Thames Water, the UK's biggest water company, wants to raise bills by more than 10% above the cost of inflation over a five-year period, it has told Ofwat.
The regulator said the company had submitted by far the highest proposed bill increase of any of the major water supply and sewerage firms that have put forward their plans for 2015-20.
Thames, which pays no corporation tax, last week announced half-year pre-tax profits were up by nearly a fifth to £134.2 million, helped by an above-inflation tariff hike. It is already at loggerheads with the regulator over customer charges.
Nine firms said they would cut bills or leave them flat in real terms over 2015-20, after Ofwat asked them to consider scaling back increases amid a squeeze on household finances.
But Thames Water said its plans to invest £2.8 billion in the Thames Tideway Tunnel, a major new sewer, mean it must add £8 above inflation for each of the five years from 2015 - and that without this, bill rises would be below inflation.
Ofwat figures show the supplier plans a 6.8% real terms cut in average water supply bills but a 34.8% increase for sewerage, giving an average real terms rise of 10.4%.

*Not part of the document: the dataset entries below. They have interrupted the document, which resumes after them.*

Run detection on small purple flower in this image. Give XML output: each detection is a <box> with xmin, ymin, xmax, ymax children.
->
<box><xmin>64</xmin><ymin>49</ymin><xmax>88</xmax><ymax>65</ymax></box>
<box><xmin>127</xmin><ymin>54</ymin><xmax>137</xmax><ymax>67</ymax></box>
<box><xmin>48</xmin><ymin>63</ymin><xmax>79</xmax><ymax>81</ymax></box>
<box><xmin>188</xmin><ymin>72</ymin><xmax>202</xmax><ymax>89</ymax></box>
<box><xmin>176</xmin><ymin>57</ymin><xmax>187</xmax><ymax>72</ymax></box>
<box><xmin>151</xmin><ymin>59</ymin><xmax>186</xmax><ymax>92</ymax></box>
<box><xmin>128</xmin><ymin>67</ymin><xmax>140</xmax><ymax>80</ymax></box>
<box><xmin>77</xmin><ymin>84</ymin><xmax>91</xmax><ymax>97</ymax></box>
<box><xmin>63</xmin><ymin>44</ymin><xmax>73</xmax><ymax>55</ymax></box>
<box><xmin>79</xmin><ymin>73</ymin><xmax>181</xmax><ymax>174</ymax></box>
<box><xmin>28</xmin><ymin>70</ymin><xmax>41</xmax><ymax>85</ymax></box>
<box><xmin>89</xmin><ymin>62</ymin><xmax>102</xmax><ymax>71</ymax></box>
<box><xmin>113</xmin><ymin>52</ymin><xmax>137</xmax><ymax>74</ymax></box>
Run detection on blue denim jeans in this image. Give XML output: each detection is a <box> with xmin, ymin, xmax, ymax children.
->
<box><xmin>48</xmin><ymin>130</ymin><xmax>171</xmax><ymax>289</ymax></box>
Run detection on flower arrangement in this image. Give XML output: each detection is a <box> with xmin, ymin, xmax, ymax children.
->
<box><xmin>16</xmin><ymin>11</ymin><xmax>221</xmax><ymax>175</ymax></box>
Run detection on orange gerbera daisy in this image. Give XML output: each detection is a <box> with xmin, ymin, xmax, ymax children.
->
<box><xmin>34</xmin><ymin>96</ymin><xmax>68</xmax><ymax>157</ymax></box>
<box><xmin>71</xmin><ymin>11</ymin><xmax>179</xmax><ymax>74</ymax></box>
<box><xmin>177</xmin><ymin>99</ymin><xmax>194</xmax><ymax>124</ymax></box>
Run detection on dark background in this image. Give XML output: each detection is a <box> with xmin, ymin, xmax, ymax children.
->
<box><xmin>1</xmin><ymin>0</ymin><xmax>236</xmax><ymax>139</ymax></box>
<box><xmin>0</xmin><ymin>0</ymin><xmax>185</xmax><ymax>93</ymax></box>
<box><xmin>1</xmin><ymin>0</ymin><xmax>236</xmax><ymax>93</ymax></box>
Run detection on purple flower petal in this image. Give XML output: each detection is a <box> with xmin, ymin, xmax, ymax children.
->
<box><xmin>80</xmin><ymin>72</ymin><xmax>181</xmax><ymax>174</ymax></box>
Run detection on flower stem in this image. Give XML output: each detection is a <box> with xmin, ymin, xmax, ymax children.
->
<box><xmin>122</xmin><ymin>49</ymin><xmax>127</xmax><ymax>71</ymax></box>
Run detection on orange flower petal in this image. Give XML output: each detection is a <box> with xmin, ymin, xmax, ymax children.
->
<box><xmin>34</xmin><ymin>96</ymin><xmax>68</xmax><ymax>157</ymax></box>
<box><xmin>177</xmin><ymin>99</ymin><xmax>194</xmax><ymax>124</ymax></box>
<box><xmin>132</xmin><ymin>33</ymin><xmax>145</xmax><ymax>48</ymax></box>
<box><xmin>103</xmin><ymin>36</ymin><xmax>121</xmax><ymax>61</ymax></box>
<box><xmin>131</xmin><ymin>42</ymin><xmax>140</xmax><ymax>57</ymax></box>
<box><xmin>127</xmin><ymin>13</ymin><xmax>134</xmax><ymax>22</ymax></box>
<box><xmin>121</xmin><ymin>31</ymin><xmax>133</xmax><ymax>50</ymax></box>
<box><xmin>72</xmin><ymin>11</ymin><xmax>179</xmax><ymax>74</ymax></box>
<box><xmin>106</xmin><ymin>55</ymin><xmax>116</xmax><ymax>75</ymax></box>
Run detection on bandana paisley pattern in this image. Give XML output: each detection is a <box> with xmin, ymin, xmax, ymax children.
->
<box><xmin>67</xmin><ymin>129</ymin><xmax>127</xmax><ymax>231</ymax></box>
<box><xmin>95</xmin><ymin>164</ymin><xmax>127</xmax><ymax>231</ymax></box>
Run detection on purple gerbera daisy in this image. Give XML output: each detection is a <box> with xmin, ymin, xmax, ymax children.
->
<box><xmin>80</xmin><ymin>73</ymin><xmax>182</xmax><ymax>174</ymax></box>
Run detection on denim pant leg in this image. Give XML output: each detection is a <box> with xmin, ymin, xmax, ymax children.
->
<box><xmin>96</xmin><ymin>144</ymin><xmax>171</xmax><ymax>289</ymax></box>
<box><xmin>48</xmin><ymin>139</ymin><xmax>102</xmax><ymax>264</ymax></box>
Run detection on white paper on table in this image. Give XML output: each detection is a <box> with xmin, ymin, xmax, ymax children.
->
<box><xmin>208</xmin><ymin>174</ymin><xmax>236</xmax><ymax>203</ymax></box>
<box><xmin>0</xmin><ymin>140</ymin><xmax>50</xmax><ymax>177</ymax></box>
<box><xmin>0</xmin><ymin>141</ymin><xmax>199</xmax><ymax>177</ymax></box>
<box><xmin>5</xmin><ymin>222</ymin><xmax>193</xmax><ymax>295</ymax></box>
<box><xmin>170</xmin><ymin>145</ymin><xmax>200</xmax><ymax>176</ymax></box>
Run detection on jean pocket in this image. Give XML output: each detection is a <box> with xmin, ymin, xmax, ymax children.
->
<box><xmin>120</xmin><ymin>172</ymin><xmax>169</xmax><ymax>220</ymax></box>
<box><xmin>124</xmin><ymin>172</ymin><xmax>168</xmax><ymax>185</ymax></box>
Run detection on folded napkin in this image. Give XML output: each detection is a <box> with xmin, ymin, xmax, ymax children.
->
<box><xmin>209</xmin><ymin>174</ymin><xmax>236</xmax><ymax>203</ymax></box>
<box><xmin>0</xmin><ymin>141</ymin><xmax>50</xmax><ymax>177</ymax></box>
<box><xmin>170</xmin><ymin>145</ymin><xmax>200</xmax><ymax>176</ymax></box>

Chief executive Martin Baggs claimed seven out of 10 customers found the plan "acceptable", with the capital's Victorian water and sewerage infrastructure in urgent need of upgrading.
He said: "It is clear that bill increases are only acceptable if they are absolutely essential, but customers have told us to avoid storing up problems for the future.

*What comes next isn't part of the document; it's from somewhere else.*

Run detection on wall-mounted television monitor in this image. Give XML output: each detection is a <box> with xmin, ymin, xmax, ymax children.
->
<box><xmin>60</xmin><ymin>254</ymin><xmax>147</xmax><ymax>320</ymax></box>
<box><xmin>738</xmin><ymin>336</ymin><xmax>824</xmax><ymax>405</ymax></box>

"Our plan will deliver value for money on the things our customers have told us matter most."
Last week, Thames Water said it did not expect to pay any more corporation tax for up to a decade because it planned to continue £1 billion annual infrastructure investments, meaning it can defer £20 million a year in tax liabilities.

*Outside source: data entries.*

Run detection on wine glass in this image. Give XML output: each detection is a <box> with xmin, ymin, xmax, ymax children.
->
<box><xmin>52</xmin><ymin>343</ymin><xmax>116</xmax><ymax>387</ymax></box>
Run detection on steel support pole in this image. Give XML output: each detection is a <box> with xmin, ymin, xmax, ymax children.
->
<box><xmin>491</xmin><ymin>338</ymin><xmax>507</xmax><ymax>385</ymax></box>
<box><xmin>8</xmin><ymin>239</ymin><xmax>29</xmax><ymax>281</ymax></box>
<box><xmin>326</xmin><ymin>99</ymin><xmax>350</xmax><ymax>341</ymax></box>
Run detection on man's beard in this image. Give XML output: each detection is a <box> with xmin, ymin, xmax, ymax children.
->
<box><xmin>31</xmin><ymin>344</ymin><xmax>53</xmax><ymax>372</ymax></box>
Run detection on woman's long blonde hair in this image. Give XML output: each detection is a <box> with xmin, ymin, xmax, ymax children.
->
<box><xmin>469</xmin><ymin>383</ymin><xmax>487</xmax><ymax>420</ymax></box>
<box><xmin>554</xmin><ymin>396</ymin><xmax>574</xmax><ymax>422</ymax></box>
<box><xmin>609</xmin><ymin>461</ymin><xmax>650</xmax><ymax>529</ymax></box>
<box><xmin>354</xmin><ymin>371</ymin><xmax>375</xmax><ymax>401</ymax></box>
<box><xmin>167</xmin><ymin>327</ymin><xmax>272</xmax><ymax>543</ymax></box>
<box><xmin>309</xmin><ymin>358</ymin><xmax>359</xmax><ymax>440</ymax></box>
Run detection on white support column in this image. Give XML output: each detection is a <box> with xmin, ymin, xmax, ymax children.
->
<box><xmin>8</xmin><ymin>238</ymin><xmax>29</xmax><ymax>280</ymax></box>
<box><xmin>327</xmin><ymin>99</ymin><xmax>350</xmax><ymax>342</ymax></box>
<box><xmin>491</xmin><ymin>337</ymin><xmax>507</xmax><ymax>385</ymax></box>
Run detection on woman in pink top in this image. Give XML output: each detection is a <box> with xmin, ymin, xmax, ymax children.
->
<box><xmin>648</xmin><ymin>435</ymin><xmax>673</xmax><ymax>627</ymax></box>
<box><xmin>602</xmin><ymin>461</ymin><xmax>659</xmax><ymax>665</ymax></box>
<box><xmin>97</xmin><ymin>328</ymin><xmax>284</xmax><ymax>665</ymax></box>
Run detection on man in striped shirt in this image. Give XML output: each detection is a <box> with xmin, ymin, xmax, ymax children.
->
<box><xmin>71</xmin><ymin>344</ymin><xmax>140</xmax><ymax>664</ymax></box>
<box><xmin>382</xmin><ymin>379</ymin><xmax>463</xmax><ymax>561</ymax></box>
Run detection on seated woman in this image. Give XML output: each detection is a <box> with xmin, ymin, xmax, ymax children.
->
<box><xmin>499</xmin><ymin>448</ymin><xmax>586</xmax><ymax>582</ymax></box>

Last month it was slapped down by Ofwat over plans for a one-off £29 bill hike for next year, because of unforeseen costs including customers failing to pay their bills, as well as the Thames super sewer.
Thames Water is owned by Kemble Water Holdings, whose investors include Australian investment firm Macquarie Group.
Proposals by Thames and its rivals set out plans for their charges for 2015-20, to which will be added the retail prices index inflation figure, which was 2.6% in October.
Northumbrian and Yorkshire said bills would be flat in real terms, with 0.5% and 0.6% falls for United Utilities and Southern, and a 3.8% drop for Severn Trent, and 4.5% for South West.
Dwr Cymru Welsh Water plans a 4.8% real terms fall, with Wessex proposing a 6% reduction and Anglian a cut of 8.4%.
Ofwat chairman Jonson Cox said: "Ofwat challenged companies to listen carefully to their customers in preparing their plans.
"Our board made clear that current economic circumstances gave companies an opportunity to deliver falling bills in real terms over the coming five years while maintaining substantial ongoing investment."
Ofwat chief executive Cathryn Ross said it would carry out an independent and rigorous process to analyse and challenge companies' plans "to make sure that customers get a fair deal".
The regulator said that in April it would give its judgment on the firms' plans, including "how well they have taken account of their customers' priorities".
Those judged "outstanding across the board" will be fast-tracked while those "requiring some intervention" will go through a standard process.
Any company whose plan has "significant shortcomings" will be asked to resubmit it. Final decisions on prices will be made by January 2015, with new bills due to come into effect the following April.